Everyone remembers the gold rush. Capital remembers the railroads.

During the actual Gold Rush, thousands of men with shovels and pans showed up convinced they’d strike it rich in some river. Most of them didn’t. They went home broke, exhausted, and forgotten — while the real money accumulated elsewhere: the railroads, the logistics, the banking, the supply chains, the boring infrastructure that made the rush possible in the first place.

Leland Stanford didn’t pan for gold. He sold the rails everyone needed to reach it, and he named a university after the proceeds.

The wrapper economy

A great deal of today’s generative-AI application layer is panning for gold. A thin interface wraps a foundation model that someone else trained, on data that someone else owns, served from infrastructure that someone else operates. The product is real. The traction can be real. But the moat is fiction — because every defensible asset in the stack belongs to a layer beneath you.

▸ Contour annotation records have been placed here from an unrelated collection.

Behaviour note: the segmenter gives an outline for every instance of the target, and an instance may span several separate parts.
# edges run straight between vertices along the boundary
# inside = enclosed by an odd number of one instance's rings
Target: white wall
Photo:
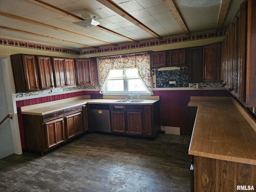
[[[6,92],[2,60],[0,59],[0,120],[2,120],[9,112]],[[0,159],[14,153],[12,129],[8,118],[0,125]]]

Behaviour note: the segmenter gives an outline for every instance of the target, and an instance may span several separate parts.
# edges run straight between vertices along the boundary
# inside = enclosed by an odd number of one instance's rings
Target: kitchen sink
[[[120,100],[117,100],[116,101],[115,101],[114,102],[114,103],[126,103],[126,102],[128,102],[129,100],[123,100],[120,99]]]
[[[131,100],[129,102],[129,103],[141,103],[146,101],[146,100]]]
[[[114,102],[114,103],[141,103],[146,100],[127,100],[120,99],[119,100],[117,100]]]

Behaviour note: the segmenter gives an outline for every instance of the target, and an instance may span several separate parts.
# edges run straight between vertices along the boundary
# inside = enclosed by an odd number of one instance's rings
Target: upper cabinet
[[[97,61],[94,58],[76,59],[76,83],[78,86],[98,84]]]
[[[54,86],[76,86],[73,59],[53,58]]]
[[[170,51],[170,65],[176,66],[186,64],[186,49],[180,49]]]
[[[221,43],[204,46],[203,55],[203,80],[219,82],[220,76]]]
[[[11,55],[16,92],[39,90],[38,77],[35,57],[17,54]]]
[[[151,53],[151,67],[166,67],[166,52],[162,51]]]
[[[50,57],[37,56],[40,89],[53,87],[52,65]]]
[[[226,34],[222,48],[222,80],[246,107],[256,106],[256,3],[244,2]]]
[[[189,82],[192,83],[202,82],[203,77],[203,47],[189,48],[188,54]]]

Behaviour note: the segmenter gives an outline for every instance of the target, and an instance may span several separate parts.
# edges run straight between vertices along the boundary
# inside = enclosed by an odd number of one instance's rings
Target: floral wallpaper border
[[[147,47],[161,44],[170,44],[184,41],[188,41],[201,39],[207,39],[225,36],[226,30],[215,32],[200,33],[185,36],[180,36],[172,38],[167,38],[160,40],[147,41],[133,44],[110,46],[102,48],[93,49],[81,51],[77,50],[53,47],[48,45],[37,44],[25,42],[14,40],[7,39],[0,39],[0,45],[24,47],[25,48],[44,50],[48,51],[63,52],[76,55],[90,54],[97,53],[110,52],[119,50],[132,49],[140,47]]]

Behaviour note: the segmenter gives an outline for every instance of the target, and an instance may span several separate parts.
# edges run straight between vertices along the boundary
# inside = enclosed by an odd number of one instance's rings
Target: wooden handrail
[[[4,122],[4,121],[5,121],[6,120],[6,119],[8,118],[9,117],[9,116],[11,115],[12,114],[11,113],[8,113],[8,114],[7,114],[7,115],[6,115],[5,117],[3,119],[3,120],[1,121],[1,122],[0,122],[0,125],[2,125],[2,124]]]

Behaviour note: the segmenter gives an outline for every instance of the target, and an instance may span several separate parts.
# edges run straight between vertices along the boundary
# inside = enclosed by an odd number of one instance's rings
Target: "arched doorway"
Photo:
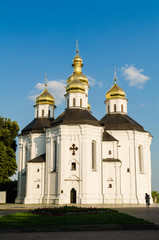
[[[70,191],[70,202],[76,203],[76,190],[74,188]]]

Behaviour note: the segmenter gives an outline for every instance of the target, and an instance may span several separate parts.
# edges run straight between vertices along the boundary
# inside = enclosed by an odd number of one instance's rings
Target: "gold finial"
[[[47,73],[45,74],[45,88],[47,88]]]
[[[76,53],[79,53],[78,38],[76,39]]]
[[[114,69],[114,82],[116,83],[116,67]]]

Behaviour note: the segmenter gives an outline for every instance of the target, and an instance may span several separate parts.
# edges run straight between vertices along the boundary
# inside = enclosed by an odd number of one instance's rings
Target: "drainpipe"
[[[137,199],[137,203],[139,203],[138,201],[138,197],[137,197],[137,173],[136,173],[136,147],[135,147],[135,130],[133,130],[134,132],[134,167],[135,167],[135,194],[136,194],[136,199]]]

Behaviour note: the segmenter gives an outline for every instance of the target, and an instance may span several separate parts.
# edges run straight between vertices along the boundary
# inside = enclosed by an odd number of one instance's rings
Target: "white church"
[[[103,118],[91,114],[82,62],[77,50],[60,116],[47,82],[36,98],[19,135],[16,203],[143,204],[151,194],[151,134],[127,114],[116,78]]]

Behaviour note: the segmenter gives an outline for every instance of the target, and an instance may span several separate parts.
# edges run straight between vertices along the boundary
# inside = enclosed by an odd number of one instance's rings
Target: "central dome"
[[[82,58],[78,55],[78,50],[76,51],[77,55],[73,59],[73,68],[74,72],[71,76],[67,78],[67,83],[70,83],[74,80],[74,77],[77,77],[83,84],[88,85],[88,78],[82,73],[83,61]]]
[[[85,92],[85,86],[78,78],[75,78],[66,86],[66,92]]]

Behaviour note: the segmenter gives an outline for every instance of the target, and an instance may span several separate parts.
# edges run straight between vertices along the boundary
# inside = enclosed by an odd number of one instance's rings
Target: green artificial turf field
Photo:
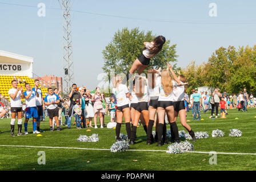
[[[191,113],[187,119],[195,131],[207,131],[209,138],[191,142],[194,151],[227,153],[256,153],[256,109],[248,112],[229,111],[226,119],[209,119],[210,114],[202,114],[203,121],[193,121]],[[238,119],[235,119],[238,118]],[[23,120],[24,121],[24,120]],[[78,130],[75,126],[68,130],[66,126],[58,132],[50,131],[48,119],[41,123],[41,128],[45,130],[42,136],[36,136],[32,132],[32,123],[29,122],[29,134],[11,137],[10,119],[0,120],[0,170],[255,170],[256,155],[241,154],[217,154],[217,164],[210,164],[209,154],[185,153],[170,154],[162,151],[133,151],[113,153],[109,150],[79,150],[75,148],[47,148],[25,147],[2,146],[30,146],[86,148],[109,149],[114,143],[114,129],[94,128]],[[105,117],[105,123],[110,117]],[[22,123],[23,124],[23,123]],[[167,129],[170,125],[167,125]],[[179,130],[185,129],[178,121]],[[238,129],[242,131],[241,137],[229,136],[229,130]],[[153,130],[155,128],[153,128]],[[221,138],[211,137],[213,130],[225,132]],[[24,127],[22,126],[22,131]],[[32,133],[31,133],[32,132]],[[15,134],[17,133],[15,122]],[[79,134],[90,136],[98,134],[99,140],[96,143],[78,142]],[[126,134],[123,124],[121,133]],[[167,145],[157,147],[155,144],[146,144],[146,134],[142,126],[137,130],[138,143],[131,146],[132,150],[167,150]],[[2,146],[1,146],[2,145]],[[46,164],[39,165],[38,155],[39,151],[46,155]]]

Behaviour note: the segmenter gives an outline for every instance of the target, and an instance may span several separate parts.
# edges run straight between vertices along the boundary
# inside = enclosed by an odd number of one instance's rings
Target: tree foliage
[[[196,65],[193,61],[181,73],[189,82],[187,91],[195,87],[218,87],[221,92],[238,93],[246,88],[255,92],[256,88],[256,45],[253,47],[223,47],[216,50],[207,63]]]

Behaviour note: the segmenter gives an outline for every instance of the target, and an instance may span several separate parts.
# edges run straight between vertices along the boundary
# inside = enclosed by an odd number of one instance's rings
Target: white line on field
[[[78,150],[107,150],[110,151],[110,149],[106,148],[78,148],[78,147],[47,147],[47,146],[10,146],[10,145],[0,145],[0,147],[30,147],[30,148],[64,148],[64,149],[78,149]],[[129,149],[127,151],[144,151],[144,152],[166,152],[166,150],[133,150]],[[199,153],[199,154],[210,154],[210,152],[200,152],[200,151],[188,151],[190,153]],[[216,152],[217,154],[227,154],[227,155],[253,155],[256,154],[250,153],[231,153],[231,152]]]

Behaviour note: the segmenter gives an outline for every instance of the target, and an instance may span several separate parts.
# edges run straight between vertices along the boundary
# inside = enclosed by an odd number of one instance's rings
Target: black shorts
[[[135,109],[137,111],[138,111],[139,113],[141,113],[142,111],[144,110],[149,110],[149,105],[147,102],[138,102],[138,105]]]
[[[53,109],[47,109],[48,114],[49,115],[50,118],[53,118],[53,117],[59,117],[59,107],[57,107]]]
[[[157,108],[158,106],[158,99],[154,99],[154,100],[150,100],[150,102],[149,102],[149,105],[150,106],[153,107],[155,109]]]
[[[143,65],[149,65],[150,62],[150,58],[146,57],[142,53],[138,57],[138,59]]]
[[[167,107],[173,106],[172,101],[159,101],[157,102],[158,107],[162,107],[165,109]]]
[[[136,107],[138,105],[138,103],[131,103],[131,107],[136,109]]]
[[[22,112],[22,107],[11,107],[11,113],[19,113],[19,112]]]
[[[173,102],[173,106],[174,107],[174,110],[178,113],[182,109],[185,109],[185,104],[184,101]]]
[[[124,109],[125,108],[127,108],[127,107],[129,108],[129,104],[126,104],[126,105],[125,105],[122,106],[118,106],[117,109],[119,110],[121,110],[121,111],[122,111],[123,109]]]
[[[37,113],[38,114],[38,117],[39,116],[41,116],[43,115],[43,106],[37,106]]]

If your only edge is the interface, your edge is a weekend of someone else’s engineering away.

Interfaces are the easiest thing in software to copy. The moment a wrapper demonstrates demand, the model provider, the incumbent, and a dozen funded teams can ship the same surface. What they cannot trivially copy is proprietary data — specifically, data about something the rest of the industry isn’t even collecting.

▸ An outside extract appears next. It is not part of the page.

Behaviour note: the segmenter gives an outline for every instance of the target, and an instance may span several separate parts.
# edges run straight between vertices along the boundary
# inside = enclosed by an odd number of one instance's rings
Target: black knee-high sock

Where the rails actually are

The durable position in this cycle is not the prettiest chat window. It is ownership of a signal that models are starving for and cannot synthesize. Outcomes are commodity — everyone logs the click. Human decision behavior — the hesitation, the pivot, the prosody of doubt — is not commodity, because almost no one is capturing it at the edge and structuring it into something a model can learn from.

That is the railroad. Dominion is building it on purpose, while most of the market is still standing in the river.